悠人は自分の想いを込めるようにファーレーンの髪を撫ぜ、まだ俯いたままの顎を取り、
「あ……」
「まだ、ちゃんと言ってなかったよな……好きだ、ファー。ナイハムート、セィン、ヨテト……ファーレーン」
そして優しくその唇を塞いでいた。
「…………ん…………」
ゆっくりと、ファーレーンの体から力が抜けていく。まだ閉じたままの瞳から、静かに涙が溢れた。

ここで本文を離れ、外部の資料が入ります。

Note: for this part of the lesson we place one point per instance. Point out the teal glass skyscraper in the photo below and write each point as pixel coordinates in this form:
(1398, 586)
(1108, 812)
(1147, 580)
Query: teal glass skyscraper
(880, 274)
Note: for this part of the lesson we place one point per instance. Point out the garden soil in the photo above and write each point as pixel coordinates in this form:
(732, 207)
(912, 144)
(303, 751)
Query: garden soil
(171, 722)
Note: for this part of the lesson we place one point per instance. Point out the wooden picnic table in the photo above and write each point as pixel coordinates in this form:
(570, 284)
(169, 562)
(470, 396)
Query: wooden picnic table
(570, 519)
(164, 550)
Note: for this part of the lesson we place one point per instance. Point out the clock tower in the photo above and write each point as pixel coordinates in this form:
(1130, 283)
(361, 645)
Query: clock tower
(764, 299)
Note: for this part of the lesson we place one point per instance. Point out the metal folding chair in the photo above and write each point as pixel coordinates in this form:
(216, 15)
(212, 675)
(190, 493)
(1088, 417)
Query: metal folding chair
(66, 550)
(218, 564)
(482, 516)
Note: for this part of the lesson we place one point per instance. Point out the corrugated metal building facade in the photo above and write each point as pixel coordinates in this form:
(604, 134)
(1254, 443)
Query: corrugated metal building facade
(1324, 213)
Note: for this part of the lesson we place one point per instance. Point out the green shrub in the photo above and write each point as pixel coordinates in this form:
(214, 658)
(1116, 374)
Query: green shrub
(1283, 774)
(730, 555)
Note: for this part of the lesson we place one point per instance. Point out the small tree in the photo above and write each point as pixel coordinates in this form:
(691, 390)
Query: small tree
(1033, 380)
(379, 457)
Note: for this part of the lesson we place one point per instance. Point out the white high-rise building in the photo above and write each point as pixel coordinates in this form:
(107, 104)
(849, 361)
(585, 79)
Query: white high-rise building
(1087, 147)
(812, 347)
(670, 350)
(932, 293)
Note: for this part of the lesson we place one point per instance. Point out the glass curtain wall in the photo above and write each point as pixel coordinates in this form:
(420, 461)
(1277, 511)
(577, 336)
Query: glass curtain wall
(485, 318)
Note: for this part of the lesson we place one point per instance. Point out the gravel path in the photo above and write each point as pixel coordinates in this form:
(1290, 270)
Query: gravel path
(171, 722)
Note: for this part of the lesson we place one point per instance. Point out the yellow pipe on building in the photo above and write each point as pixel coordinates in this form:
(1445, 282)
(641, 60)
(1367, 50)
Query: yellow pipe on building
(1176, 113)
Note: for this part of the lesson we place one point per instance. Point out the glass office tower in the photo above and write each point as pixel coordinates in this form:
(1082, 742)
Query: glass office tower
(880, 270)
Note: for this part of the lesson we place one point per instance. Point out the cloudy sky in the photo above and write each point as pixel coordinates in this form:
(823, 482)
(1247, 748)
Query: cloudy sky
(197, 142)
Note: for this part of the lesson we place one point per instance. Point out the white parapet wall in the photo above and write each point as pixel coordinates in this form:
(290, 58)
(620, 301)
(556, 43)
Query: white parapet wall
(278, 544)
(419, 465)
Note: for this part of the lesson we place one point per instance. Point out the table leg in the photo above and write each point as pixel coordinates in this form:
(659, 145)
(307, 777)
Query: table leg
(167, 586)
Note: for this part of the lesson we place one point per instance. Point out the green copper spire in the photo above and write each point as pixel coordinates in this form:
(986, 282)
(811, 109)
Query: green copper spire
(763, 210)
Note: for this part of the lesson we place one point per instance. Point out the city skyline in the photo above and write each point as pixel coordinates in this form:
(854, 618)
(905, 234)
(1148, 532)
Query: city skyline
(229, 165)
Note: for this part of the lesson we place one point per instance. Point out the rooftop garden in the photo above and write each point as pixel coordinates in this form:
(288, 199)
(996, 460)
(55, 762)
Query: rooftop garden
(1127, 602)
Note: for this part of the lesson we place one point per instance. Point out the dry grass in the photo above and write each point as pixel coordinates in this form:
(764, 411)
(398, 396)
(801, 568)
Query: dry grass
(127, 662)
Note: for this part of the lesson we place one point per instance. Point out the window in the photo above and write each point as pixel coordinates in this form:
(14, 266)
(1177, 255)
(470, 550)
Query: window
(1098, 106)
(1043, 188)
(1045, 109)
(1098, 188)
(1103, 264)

「いつも、思い出してた。辛い時なんか、特に。ファーの顔や言葉が、いつも頭に浮かんでくるんだ」
「はい……わたしも、です……」
「俺をいつも、見てくれているような気がしてた。それだけで、助けてもらってたんだ」
「はい……わたしも……わたしも……」
「光陰や今日子の事も、まだ引き摺ってる。割り切れなんか出来やしない……でも」
再び開こうとする「蓋」。じわじわと押し寄せてくる、身を引き裂くような後悔。
それら全てを受け止めて、そっと引き寄せる細い身体。その存在がしっかりと支えてくれているという安心感。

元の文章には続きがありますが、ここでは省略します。